There are two strategies for dealing with drought. “You might run the same number of cattle you typically do, but cut the time period. Or you can reduce the number of cattle and still graze the typical length of time,” said Jansen. In a flexible lease, a seasonal rate could be converted to a daily rate; the cattle producer only pays for the actual number of grazing days.
Rate of gain is a little trickier adjustment. “People who keep good records might have some of that information. Basically it just comes down to whatever the two parties agree upon,” he said.
Elliott Dennis, assistant professor, Livestock Marketing, Department of Agricultural Economics (University of Nebraska-Lincoln) says some of the risks are insurable, to mitigate some of the risks for the producer. “We are essentially paying someone to take on that risk for us; it’s not that the risk has disappeared; someone else has assumed the risk,” he said.
“Basically we are passing the risk to someone else. A classic example would be if you have a mortgage on a home, you would buy home insurance. The bank transfers the potential of losing the asset to the insurance company and they guarantee that if your home gets destroyed the payout would go to the bank,” he explains.
“With livestock products, we are generally looking at futures and options. In this case it would be livestock risk protection, which essentially sets a floor price. If people are flexing on the feeder cattle index, if there’s a 7 percent decline in that index, the producer would pay 7 percent less in grazing lease fee. The benefit is that we can make up some of that 7 percent by receiving indemnity payments,” Dennis said.

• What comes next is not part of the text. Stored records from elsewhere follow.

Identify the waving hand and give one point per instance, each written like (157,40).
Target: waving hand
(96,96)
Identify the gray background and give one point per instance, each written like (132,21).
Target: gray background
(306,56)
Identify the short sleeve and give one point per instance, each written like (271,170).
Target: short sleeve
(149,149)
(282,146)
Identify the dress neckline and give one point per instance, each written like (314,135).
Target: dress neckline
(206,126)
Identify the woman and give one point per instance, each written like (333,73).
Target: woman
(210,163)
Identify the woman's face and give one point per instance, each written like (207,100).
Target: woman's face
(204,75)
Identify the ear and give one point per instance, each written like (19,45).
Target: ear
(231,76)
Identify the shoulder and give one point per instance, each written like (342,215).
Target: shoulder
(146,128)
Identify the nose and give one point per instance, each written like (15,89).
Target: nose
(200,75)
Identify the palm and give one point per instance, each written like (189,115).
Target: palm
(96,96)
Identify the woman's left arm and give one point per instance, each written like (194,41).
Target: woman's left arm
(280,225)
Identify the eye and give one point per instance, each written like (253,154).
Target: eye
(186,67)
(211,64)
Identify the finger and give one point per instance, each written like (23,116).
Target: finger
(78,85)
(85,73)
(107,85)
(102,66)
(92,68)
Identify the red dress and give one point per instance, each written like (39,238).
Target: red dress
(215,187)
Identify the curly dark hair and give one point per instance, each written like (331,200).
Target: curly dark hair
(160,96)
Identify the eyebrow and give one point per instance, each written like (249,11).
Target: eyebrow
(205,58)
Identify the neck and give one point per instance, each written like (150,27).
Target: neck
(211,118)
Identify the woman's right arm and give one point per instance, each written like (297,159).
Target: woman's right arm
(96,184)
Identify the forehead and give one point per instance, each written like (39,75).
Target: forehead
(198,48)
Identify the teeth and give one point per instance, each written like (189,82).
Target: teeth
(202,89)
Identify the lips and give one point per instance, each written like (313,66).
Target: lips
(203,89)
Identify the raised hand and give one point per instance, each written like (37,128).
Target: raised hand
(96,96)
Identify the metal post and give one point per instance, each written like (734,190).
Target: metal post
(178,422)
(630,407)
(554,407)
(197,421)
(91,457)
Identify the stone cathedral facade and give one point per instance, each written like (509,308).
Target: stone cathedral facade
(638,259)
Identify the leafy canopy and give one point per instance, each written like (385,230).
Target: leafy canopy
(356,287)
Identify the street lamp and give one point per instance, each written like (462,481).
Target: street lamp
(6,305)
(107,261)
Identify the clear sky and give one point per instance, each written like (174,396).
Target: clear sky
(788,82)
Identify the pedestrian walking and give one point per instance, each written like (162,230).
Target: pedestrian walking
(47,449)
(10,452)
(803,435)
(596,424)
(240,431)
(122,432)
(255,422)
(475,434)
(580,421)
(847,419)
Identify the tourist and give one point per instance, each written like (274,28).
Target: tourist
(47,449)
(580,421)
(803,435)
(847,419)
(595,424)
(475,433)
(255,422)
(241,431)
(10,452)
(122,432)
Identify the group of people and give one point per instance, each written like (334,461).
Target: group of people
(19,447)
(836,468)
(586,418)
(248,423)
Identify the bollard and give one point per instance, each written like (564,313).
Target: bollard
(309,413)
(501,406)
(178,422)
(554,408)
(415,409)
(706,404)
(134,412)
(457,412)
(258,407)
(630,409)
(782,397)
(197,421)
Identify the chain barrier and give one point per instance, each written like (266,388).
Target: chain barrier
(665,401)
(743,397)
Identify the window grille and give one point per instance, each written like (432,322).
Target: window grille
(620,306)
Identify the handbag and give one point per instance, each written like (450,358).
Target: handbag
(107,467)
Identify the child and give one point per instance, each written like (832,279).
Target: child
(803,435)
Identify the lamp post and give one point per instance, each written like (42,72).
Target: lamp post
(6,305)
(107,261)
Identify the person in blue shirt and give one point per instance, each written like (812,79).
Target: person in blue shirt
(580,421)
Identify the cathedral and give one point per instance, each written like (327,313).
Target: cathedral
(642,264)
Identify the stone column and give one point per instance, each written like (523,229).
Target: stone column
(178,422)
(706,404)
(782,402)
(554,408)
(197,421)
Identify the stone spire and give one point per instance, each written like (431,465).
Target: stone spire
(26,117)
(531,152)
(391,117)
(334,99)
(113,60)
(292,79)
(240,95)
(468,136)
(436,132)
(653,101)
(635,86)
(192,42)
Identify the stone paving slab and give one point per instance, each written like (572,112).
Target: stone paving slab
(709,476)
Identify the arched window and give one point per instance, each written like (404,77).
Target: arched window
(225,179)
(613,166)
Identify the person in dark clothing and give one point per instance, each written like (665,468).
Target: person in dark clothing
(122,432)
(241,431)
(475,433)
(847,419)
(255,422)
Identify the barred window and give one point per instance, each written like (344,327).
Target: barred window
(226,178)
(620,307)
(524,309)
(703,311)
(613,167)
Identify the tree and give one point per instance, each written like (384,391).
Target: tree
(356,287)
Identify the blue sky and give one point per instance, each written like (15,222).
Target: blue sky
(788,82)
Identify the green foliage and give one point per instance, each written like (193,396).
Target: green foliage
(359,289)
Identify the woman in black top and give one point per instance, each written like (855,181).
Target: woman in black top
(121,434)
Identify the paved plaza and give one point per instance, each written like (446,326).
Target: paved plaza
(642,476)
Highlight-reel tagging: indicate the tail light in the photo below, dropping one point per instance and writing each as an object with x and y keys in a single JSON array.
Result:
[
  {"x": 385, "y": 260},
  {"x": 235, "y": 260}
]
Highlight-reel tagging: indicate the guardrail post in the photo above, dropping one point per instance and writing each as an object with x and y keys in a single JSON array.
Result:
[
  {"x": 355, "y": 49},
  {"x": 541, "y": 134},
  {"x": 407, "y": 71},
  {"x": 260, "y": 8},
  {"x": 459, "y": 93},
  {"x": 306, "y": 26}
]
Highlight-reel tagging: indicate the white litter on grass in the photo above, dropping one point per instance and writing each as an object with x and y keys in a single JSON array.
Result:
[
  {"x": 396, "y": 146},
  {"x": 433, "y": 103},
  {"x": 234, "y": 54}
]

“In down years we pay less because we have less money coming in, with the low markets. We don’t want periods where we have high costs and low income. That’s the nice thing about flexing it on our revenue rather than on our costs.”
A benefit of linking rental rates to market conditions is that most of these market risks are insurable. The grazing season may be unpredictable, but there are opportunities to lock in profits for producers who are watching the markets and have a good idea about their cost of gain. Looking long-term, some producers may benefit from establishing flexible grazing leases tied to market conditions that are insurable with a market-based product such as CME (Chicago Mercantile Exchange) futures options, USDA LRP (Livestock Risk Protection), or other pasture and rainfall insurances offered from USDA. The tenant could use the USDA-RMA (Risk Management Agency) subsidized Livestock Risk Protection product on the day cattle are placed on grass to insure against a drop in price.
“One of the benefits for the person renting pasture is that he/she can defer some of those higher costs until a later day when they have more income. The benefit for the landlord is that it helps ensure having a long-term renter who won’t go out of business. Renting pasture tends to be location-specific; there are usually a limited number of people who could potentially rent that land,” Dennis said. If you have a good renter you’d probably prefer to stick with that person even if some years you get less income.
The two parties can decide what the limits would be—with a floor and ceiling; the pasture rental rate can’t go above or below specific amounts. “This is helpful for both parties—cost control for the livestock producer and income protection for the landlord.”
Communication beforehand is important. “The rental agreement always starts with a conversation. There are benefits for both the landlord and the person renting the pasture, but they need to start that conversation to see the possibilities and what they want to agree upon that would be satisfactory to both parties,” he said.